ISTO É
Na última marcha popular organizada pela CGTP/PC (ontem, hoje não sei se já houve outras), havia uns artistas que exibiam uma pancarta original. Rezava assim:
“A minha reforma é propriedade privada!”.
Será que esta frase escapou ao general Carlos, ou foi obra de algum infiltrado, por certo fascista ou “neoliberal”, desses que andam para aí a defender, contra o povo, a propriedade privada? Não se sabe.
Mas, fosse a pancarta espontânea ou programada, uma coisa é certa: é mentira.
A reforma de cada um não é propriedade privada, muito menos de cada um. É, teoricamante pelo menos, a parte que a cada um cabe no rendimento de um fundo constituído a partir de contribuições de trabalhadores.

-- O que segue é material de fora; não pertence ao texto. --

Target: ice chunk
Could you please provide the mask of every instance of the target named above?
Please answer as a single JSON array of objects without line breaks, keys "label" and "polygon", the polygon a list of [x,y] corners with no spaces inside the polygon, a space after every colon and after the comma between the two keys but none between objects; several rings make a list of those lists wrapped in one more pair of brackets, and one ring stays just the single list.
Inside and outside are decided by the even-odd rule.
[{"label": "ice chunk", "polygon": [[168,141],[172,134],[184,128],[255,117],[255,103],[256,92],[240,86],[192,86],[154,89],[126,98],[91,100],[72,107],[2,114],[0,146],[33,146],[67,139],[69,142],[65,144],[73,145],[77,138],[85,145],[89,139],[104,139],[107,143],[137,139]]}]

Isso de ser “de cada um” é uma norma fascista, do tempo em que o Estado Novo, na sua filosofia “assistencialista”, formou a chamada “Previdência Social”. Dando mostras do mais horrível capitalismo, a ditadura propunha-se pagar reformas a partir das reservas matemáticas dos cidadãos, de cada cidadão. Uma evidente manobra do patronato reaccionário. Até, imagine-se, os governantes da época permitiam-se pedir dinheiro emprestado à Previdência, e pagá-lo com juros, o que mostra bem a agiotagem em vigor à época.
Felizmente, veio o socialismo. A Previdência, à mistura com tantas outras coisas, foi nacionalizada, isto é, passou a ser “nossa”, isto é, passou a pertencer, e muito bem, ao colectivo e não ao individual. Uma grande conquista da revolução. Tendo passado a ser “nossa”, isto é, do Estado, o Estado passou a geri-la, isto é, a usar os meios disponíveis para outros fins que não os que o tenebroso capitalismo tinha imaginado, isto é, num magnânimo alarde de fé no “Estado Social”, o dinheirinho qie lá tínhamos posto passou, e muito bem, a ser distribuído com critérios de “justiça social”, isto é, por muito mais gente e para muito mais fins que não a tal reforma.
Numa palavra, passaram a vigorar critérios de solidarierade socialista.
Resultado, a partir de certa altura (governo PS/Pinto de Sousa) quando as pessoas começaram a ir à procura da reforma, e mesmo as que já a tinham, viram-se na contingência de não as vir a ter ou de vir a ter muito menos do que julgavam, isto é, o dinheiro tinha-se acabado, isto é, tinha sido distribuído segundo os critérios do socialismo.
Por óbvia consequência, os que se revêem no socialismo e gostam dele, não deveriam queixar-se, isto é, a massa que descontaram deixou de ser, egoisticamente, de cada um, e passou a ser distribuída “solidariamente”, para outros fins. De que se queixam? Até deviam estar contentes pelo destino “social” que o Estado socialista lhe deu!
Pensar-se-ia que a CGTP/PC seria a última a protestar. Deveria, pelo contrário, dizer aos seus seguidores, incluindo os profissionais de manifestações, que deviam orgulhar-se por ter contribuído para a “sociedade”. E, entre outros, aquela senhora, apre!, que parece estar sempre a sair do cabeleireiro, deveria ser objecto de um bom conselho do Oco: ó filha,não protestes, isto é o socialismo!
Isto é, como dizia a dona Margarida Tatcher que, coitadinha, já lá vai, o socialismo acaba quando se acaba o dinheiro dos outros.
O problema é que, por cá, o dinheiro dos outros já se acabou, mas o socialismo continua por aí. É constitucional, gaita!